Additionally, the story continued that 15,972 road crashes were also recorded within the same period, resulting in 13,048 injuries. To help stem the tide, the NRSA promised to strictly enforce its directives to all intercity bus operators that travel more than 500 kilometres or more than eight hours to engage two drivers.

The Chronicle is unable to tell whether NRSA has fulfilled its promise. We can, however, state that the fatalities on our roads are very frightening and something ought to be done about it.

Though the figures for this year (2022) are not yet known, since the year has not come to an end, we believe it will be nothing to write home about, because our attitudes on the roads have not changed.

Whilst our poor road networks and single lane roads, instead of dual carriage ways linking our regional capitals, are major contributory factors to the problem, over loading is another major challenge which we tend to overlook.

It is common knowledge that vehicles that transport foodstuffs from the hinterland to the urban centres overload their vehicles. The same applies, especially to the charcoal transporters, who overload their vehicles, making it very difficult for oncoming traffic to even see ahead.

But despite the danger they pose to other road users, these drivers are still pleading with the government to allow them to overload their trucks, since that is the only way they can break even.

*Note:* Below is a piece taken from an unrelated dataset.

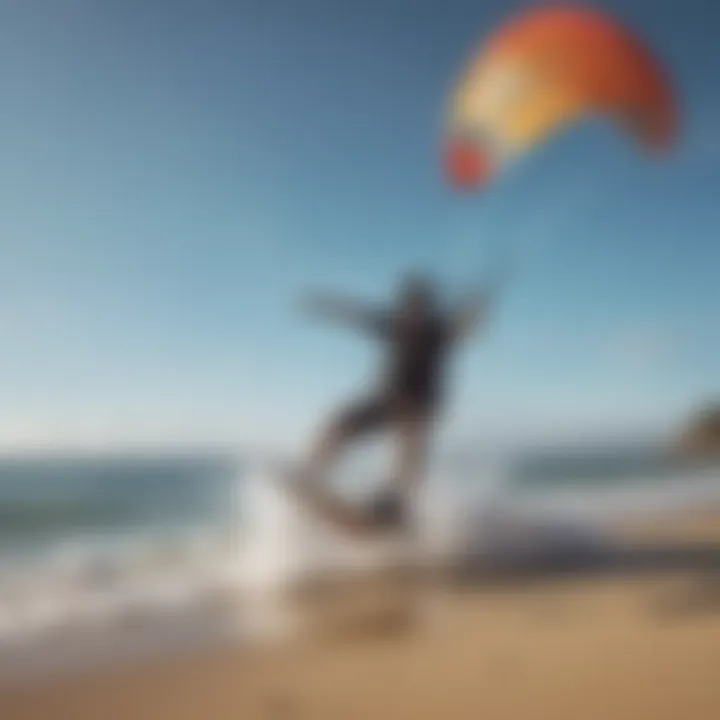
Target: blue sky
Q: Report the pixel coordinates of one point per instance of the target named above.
(174, 173)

Addressing a news conference in Accra recently, the Chairman of the Achimota Cargo Station, Abdallah Mohammed, threatened that they would park their cargo trucks if they are not allowed to either overload the vehicles or increase freight charges.

Much as The Chronicle sympathises with these drivers, especially with the hike in fuel prices, we completely disagree that they should be allowed to overload.

Obviously, they are looking at how to make profits without thinking about their own safety and the safety of other road users. This is unfortunate and we do not think the Ministry of Transport will kowtow to their demands.

In our opinion, these drivers should rather negotiate with the government for the upward adjustment of the prices they are currently charging, instead of the threat to park their vehicles if they are not allowed to overload.

The police, we advise, should continuously keep these truck drivers in check by arresting and prosecuting them for overloading their vehicles.

Under no circumstance should their commercial interest supersede the right of individuals to live as human beings.

As we have already indicated, the right to live had already been taken away from 2,924 Ghanaians who died through road crashes last year alone. Accepting the demands of these drivers will amount to giving them license to kill on our roads. Let those who have ears listen to us.